Les rôles des femmes en temps de guerre, tel est le thème de l’exposition Women in War, actuellement présentée au Musée National de la Résistance et des Droits Humains à Esch-sur-Alzette. Cette rétrospective revient sur le travail de la photojournaliste américaine Lynsey Addario, double lauréate du prix Pulitzer. De passage au Luxembourg, nous avons eu la chance de la rencontrer, alors qu’elle se trouvait encore au Minnesota, quelques heures auparavant, pour documenter les opérations de l’ICE, aux États-Unis. De l’Afghanistan au Soudan du Sud, en passant par l’Ukraine, son objectif a capturé de nombreux conflits à travers le monde, sans jamais occulter la réalité et toujours en respectant la dignité des personnes photographiées.


Propos recueillis et traduits de l’anglais par Margot Houget

Si vous deviez vous présenter à quelqu’un qui ne vous connaît pas, que lui diriez-vous ?

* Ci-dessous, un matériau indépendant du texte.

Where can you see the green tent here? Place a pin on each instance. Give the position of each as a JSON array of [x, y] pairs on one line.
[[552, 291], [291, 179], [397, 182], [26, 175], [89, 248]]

Lynsey Addario : Je me décrirais comme quelqu’un de profondément investi dans ma famille et dans mon travail (qui, à l’origine, était un simple hobby). J’adorais la photographie quand j’étais jeune. J’avais 12 ans quand j’ai eu mon premier appareil photo. Mais je n’ai jamais voulu devenir photographe, parce que j’ignorais que la profession de photojournaliste existait. Je ne réalisais pas qu’on pouvait raconter des histoires très importantes et percutantes grâce à des photos, jusqu’à ce que j’aie terminé mon cursus universitaire. J’ai étudié les relations internationales et l’italien, puis je suis partie en Argentine pour apprendre l’espagnol. Et c’est vraiment là que j’ai commencé à regarder des photos dans les journaux et à comprendre qu’on pouvait influencer les gens.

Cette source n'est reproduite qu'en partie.